En cambio, la situación de Francisco y su mujer era más delicada. Ella sí era muy posesiva, y muy perceptiva. Desde el primer día sospechó que él tenía una amante. Y como yo era su amiga y confidente, me lo contaba a mí. Según me decía, vigilaba cada uno de los movimientos de su marido, e incluso contrataba a gente del servicio para seguirlo. Claro, que los criados no querían problemas. Se limitaban a cobrar y decir que no habían visto nada. De todos modos, para eludir su red de espionaje, Francisco tenía que recurrir a los trucos más delirantes. A veces, preparaba montajes dignos de Hollywood. Por ejemplo, la noche en que la pareja asistió a una recepción de la familia de mi marido. Mientras regresaban en el auto, Francisco le dijo a su esposa con voz de mal humor:

– ¿Qué hacías hablando con él?

– ¿Con quién?

– No te hagas la boba. Sabes bien de quién te estoy hablando.

– En realidad, no tengo idea…

– No quiero volverte a ver hablando con ese tipo.

– Pero es que yo…

– He dicho que no quiero volverte a ver con ese tipo. Y no se hable más.

Francisco cerró la discusión con esas palabras y mostró su disgusto durante toda la noche. Al día siguiente, al bajar a desayunar, la pareja se encontró un arreglo floral gigante para ella. En la tarjeta, finamente decorada en relieve, se leía: «¿Sabes quién soy?».

Francisco montó en cólera y abandonó la casa presa de la furia. Cuando volvió, a la hora de cenar, su mujer acababa de recibir un alfiler de plata para el pelo. La tarjeta, del mismo modelo que la anterior e igualmente anónima, repetía la frase que había acompañado a las flores.

Esta vez, él abandonó la casa rompiendo floreros contra las paredes, y no volvió en todo el fin de semana. Fue nuestro primer fin de semana juntos.

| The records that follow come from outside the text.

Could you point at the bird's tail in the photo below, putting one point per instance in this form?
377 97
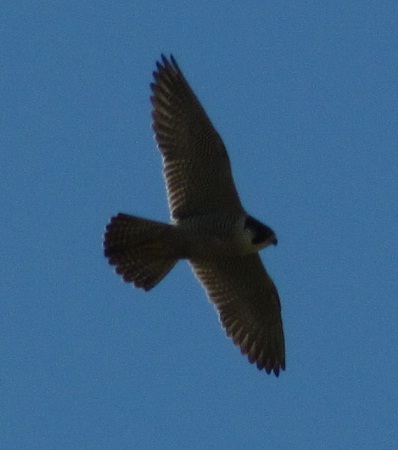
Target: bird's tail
142 250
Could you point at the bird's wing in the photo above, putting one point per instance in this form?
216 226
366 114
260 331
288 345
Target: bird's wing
248 305
195 162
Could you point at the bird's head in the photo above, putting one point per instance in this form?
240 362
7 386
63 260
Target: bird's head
260 235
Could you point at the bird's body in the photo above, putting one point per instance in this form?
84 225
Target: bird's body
209 227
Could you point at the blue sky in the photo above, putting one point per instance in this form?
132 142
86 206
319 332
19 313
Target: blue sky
304 95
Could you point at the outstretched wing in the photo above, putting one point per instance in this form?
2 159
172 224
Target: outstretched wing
195 162
249 307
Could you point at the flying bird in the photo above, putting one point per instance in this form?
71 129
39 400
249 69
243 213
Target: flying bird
209 226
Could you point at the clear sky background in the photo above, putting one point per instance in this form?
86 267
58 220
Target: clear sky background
305 96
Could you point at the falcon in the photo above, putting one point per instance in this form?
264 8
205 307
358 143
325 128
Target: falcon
209 226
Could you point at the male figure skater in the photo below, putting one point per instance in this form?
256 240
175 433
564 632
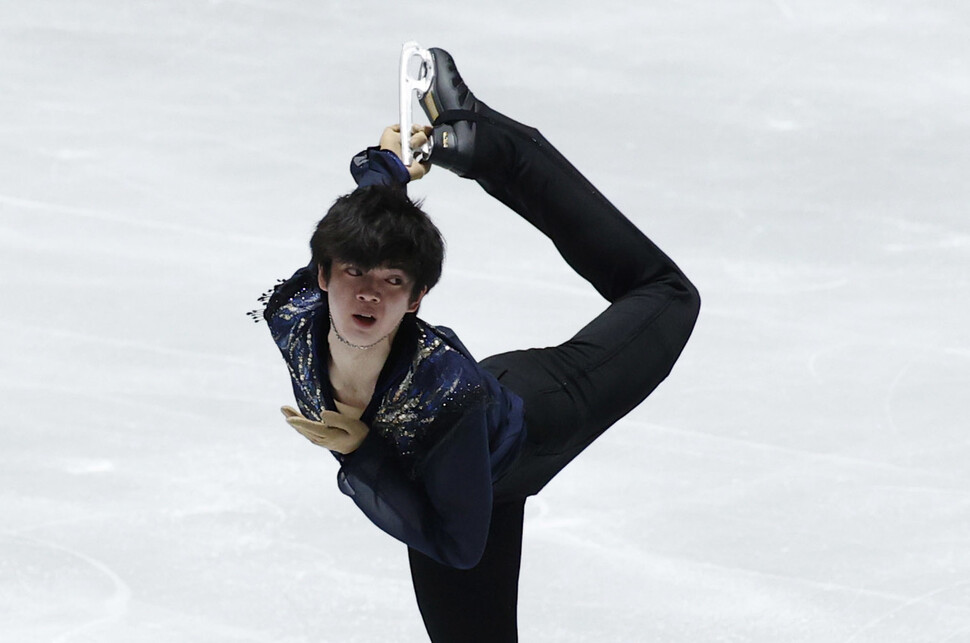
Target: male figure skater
437 449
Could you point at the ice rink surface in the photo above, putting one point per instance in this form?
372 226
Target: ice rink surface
802 476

Yo había mandado las flores y el alfiler. Lo más difícil había sido inventar una letra que mi amiga no reconociese. Tiempo después, ella me confesó que se había sentido muy halagada con el admirador secreto y el ataque de celos de su esposo. No recordaba haberlo visto nunca tan ardientemente furioso por ella. No le dije nada a Francisco, pero me pareció demasiado cruel y no volvimos a usar ese ardid.